Apache Griffin Docker Guide

Griffin docker images are pre-built on docker hub, users can pull them to try Apache Griffin in docker.

Preparation

Environment preparation

  1. Install docker and docker compose.

  2. Increase vm.max_map_count of your local machine(linux), to use elasticsearch.

    sysctl -w vm.max_map_count=262144
    

    For macOS, please increase enough memory available for docker (For example, set more than 4 GB in docker->preferences->Advanced) or decrease memory for es instance(For example, set -Xms512m -Xmx512m in jvm.options)

    For other platforms, please reference to this link from elastic.co max_map_count kernel setting

  3. Pull Apache Griffin pre-built docker images, but if you access docker repository easily(NOT in China).

    docker pull apachegriffin/griffin_spark2:0.3.0
    docker pull apachegriffin/elasticsearch
    docker pull apachegriffin/kafka
    docker pull zookeeper:3.5
    

    For Chinese users, you can pull the images from the following mirrors.
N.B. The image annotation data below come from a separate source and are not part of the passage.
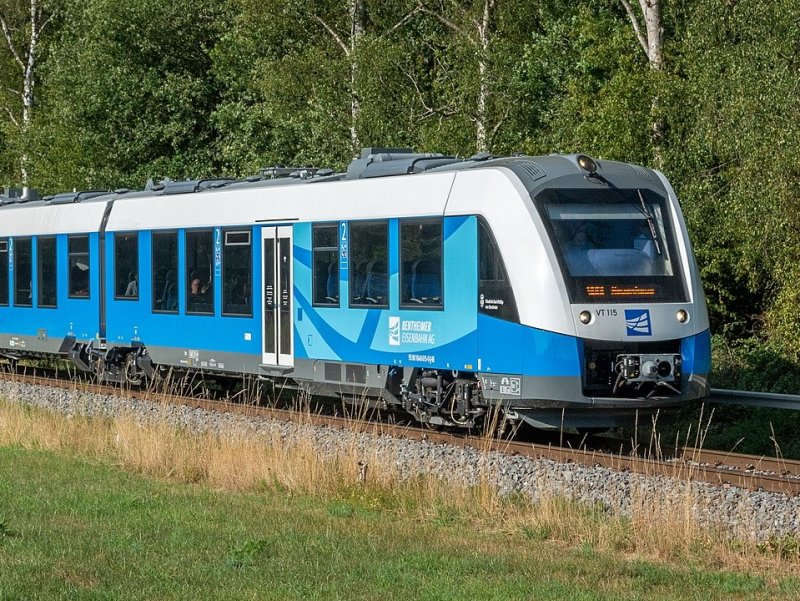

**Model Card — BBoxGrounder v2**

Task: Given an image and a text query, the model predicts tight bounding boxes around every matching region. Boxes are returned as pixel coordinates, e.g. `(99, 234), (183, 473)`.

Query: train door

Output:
(261, 225), (294, 367)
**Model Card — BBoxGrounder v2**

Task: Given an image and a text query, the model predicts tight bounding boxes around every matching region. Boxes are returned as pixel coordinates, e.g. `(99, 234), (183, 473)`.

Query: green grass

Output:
(0, 448), (800, 600)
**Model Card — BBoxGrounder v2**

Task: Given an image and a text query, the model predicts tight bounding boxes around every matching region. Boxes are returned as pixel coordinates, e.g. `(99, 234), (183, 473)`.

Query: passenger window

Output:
(0, 240), (8, 307)
(222, 230), (253, 316)
(350, 221), (389, 307)
(478, 222), (519, 322)
(68, 236), (89, 298)
(400, 219), (442, 308)
(312, 224), (339, 307)
(114, 234), (139, 300)
(153, 232), (178, 313)
(36, 237), (58, 308)
(14, 238), (33, 307)
(186, 230), (214, 315)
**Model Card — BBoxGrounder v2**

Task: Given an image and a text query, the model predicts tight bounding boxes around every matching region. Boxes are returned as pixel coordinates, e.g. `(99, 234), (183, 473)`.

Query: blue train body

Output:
(0, 151), (710, 427)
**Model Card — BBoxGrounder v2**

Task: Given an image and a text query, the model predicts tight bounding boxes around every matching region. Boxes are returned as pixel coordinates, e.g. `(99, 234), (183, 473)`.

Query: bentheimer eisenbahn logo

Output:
(625, 309), (653, 336)
(389, 315), (400, 346)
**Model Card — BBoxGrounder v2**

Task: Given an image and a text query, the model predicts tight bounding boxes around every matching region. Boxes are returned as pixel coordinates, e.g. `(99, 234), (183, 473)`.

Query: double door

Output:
(261, 225), (294, 367)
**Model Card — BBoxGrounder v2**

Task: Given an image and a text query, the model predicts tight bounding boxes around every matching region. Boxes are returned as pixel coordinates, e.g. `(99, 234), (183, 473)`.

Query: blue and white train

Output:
(0, 149), (710, 428)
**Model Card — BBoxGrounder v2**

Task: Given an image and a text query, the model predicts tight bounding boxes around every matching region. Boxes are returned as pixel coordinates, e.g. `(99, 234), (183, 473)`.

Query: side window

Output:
(36, 237), (58, 307)
(478, 222), (519, 322)
(0, 238), (8, 307)
(114, 233), (139, 300)
(350, 221), (389, 307)
(400, 219), (443, 308)
(14, 238), (33, 307)
(68, 236), (89, 298)
(312, 223), (339, 307)
(222, 230), (253, 315)
(153, 232), (178, 313)
(186, 230), (214, 315)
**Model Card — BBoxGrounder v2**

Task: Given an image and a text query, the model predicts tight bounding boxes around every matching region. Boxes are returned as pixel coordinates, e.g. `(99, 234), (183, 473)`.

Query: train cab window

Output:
(186, 230), (214, 315)
(400, 219), (443, 309)
(36, 237), (58, 308)
(350, 221), (389, 307)
(0, 239), (8, 307)
(114, 233), (139, 300)
(14, 238), (33, 307)
(67, 236), (89, 298)
(312, 223), (339, 307)
(153, 232), (178, 313)
(478, 221), (519, 322)
(222, 230), (253, 316)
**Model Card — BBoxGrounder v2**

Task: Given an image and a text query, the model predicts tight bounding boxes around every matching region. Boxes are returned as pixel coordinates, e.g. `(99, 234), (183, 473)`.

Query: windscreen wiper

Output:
(586, 171), (661, 255)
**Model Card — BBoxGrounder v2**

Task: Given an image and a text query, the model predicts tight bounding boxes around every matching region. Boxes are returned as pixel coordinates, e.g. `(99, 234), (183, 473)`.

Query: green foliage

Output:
(28, 0), (223, 190)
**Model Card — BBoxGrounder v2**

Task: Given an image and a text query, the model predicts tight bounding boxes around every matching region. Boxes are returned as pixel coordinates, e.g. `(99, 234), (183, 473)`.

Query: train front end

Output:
(496, 155), (711, 428)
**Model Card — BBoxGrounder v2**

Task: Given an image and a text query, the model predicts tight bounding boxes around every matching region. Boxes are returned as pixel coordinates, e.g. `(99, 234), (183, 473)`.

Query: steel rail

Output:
(0, 373), (800, 495)
(703, 388), (800, 411)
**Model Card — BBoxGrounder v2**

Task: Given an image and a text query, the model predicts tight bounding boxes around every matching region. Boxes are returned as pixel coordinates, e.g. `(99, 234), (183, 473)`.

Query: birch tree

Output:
(620, 0), (664, 71)
(0, 0), (54, 192)
(314, 0), (420, 151)
(620, 0), (665, 168)
(417, 0), (502, 152)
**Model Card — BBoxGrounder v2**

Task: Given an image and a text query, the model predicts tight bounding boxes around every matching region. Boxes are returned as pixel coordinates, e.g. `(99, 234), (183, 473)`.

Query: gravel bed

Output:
(0, 381), (800, 541)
    docker pull registry.docker-cn.com/apachegriffin/griffin_spark2:0.3.0
    docker pull registry.docker-cn.com/apachegriffin/elasticsearch
    docker pull registry.docker-cn.com/apachegriffin/kafka
    docker pull zookeeper:3.5
    

    The docker images are the Apache Griffin environment images.

    • apachegriffin/griffin_spark2: This image contains mysql, hadoop, hive, spark, livy, Apache Griffin service, Apache Griffin measure, and some prepared demo data, it works as a single node spark cluster, providing spark engine and Apache Griffin service.
    • apachegriffin/elasticsearch: This image is based on official elasticsearch, adding some configurations to enable cors requests, to provide elasticsearch service for metrics persist.
    • apachegriffin/kafka: This image contains kafka 0.8, and some demo streaming data, to provide streaming data source in streaming mode.
    • zookeeper:3.5: This image is official zookeeper, to provide zookeeper service in streaming mode.
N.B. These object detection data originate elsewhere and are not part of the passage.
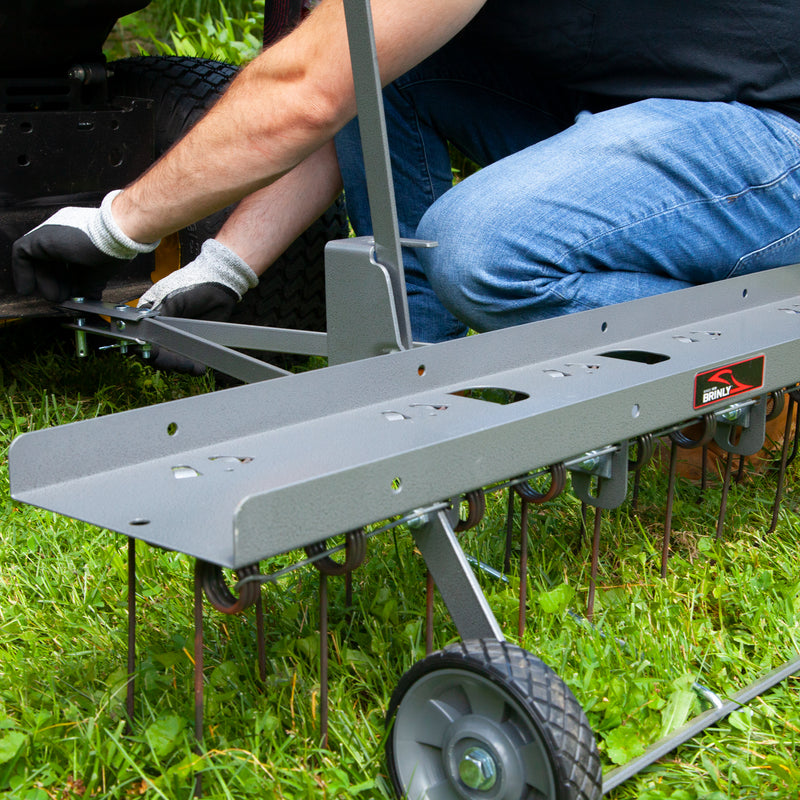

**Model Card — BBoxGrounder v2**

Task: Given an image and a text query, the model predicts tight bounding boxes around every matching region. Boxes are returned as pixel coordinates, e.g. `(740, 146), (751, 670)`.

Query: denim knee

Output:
(417, 197), (495, 330)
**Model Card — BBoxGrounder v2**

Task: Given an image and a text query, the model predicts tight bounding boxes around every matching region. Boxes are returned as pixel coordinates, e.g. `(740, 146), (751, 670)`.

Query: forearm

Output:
(108, 0), (483, 242)
(214, 141), (342, 275)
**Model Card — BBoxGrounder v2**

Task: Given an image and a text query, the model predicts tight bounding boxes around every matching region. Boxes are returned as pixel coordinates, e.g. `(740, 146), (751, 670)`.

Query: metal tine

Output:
(125, 536), (136, 734)
(425, 570), (434, 656)
(580, 500), (589, 547)
(733, 456), (745, 483)
(344, 571), (353, 608)
(764, 395), (800, 535)
(628, 433), (654, 512)
(631, 466), (642, 513)
(506, 463), (567, 638)
(306, 528), (367, 748)
(786, 389), (800, 467)
(697, 444), (708, 502)
(517, 497), (530, 639)
(661, 440), (678, 578)
(503, 487), (517, 575)
(586, 490), (603, 622)
(256, 591), (267, 686)
(194, 559), (203, 797)
(661, 414), (717, 578)
(714, 453), (733, 541)
(319, 572), (328, 750)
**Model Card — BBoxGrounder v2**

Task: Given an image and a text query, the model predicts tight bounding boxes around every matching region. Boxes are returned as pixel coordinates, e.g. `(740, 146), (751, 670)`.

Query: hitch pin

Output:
(72, 297), (89, 358)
How to use Apache Griffin docker images in batch mode

  1. Copy docker-compose-batch.yml to your work path.
  2. In your work path, start docker containers by using docker compose, wait for about one minute, then Apache Griffin service is ready.
    $ docker-compose -f docker-compose-batch.yml up -d
    
    After approximate one minute, you can check result. If result looks like below, it means startup is successful.
    $ docker container ls
    CONTAINER ID        IMAGE                                COMMAND                  CREATED             STATUS              PORTS                                                                                                                                                                                                                                                                                                                                                    NAMES
    bfec3192096d        apachegriffin/griffin_spark2:0.3.0   "/etc/bootstrap-al..."   5 hours ago         Up 5 hours          6066/tcp, 8030-8033/tcp, 8040/tcp, 9000/tcp, 10020/tcp, 19888/tcp, 27017/tcp, 49707/tcp, 50010/tcp, 50020/tcp, 50070/tcp, 50075/tcp, 50090/tcp, 0.0.0.0:32122->2122/tcp, 0.0.0.0:33306->3306/tcp, 0.0.0.0:35432->5432/tcp, 0.0.0.0:38042->8042/tcp, 0.0.0.0:38080->8080/tcp, 0.0.0.0:38088->8088/tcp, 0.0.0.0:38998->8998/tcp, 0.0.0.0:39083->9083/tcp   griffin
    fb9d04285070        apachegriffin/elasticsearch          "/docker-entrypoin..."   5 hours ago         Up 5 hours          0.0.0.0:39200->9200/tcp, 0.0.0.0:39300->9300/tcp                                                                                                                                                                                                                                                                                                         es
    
  3. Now you can try Apache Griffin APIs by using any http client, here we use postman as example. We have prepared two postman configuration files, you can download them from json files.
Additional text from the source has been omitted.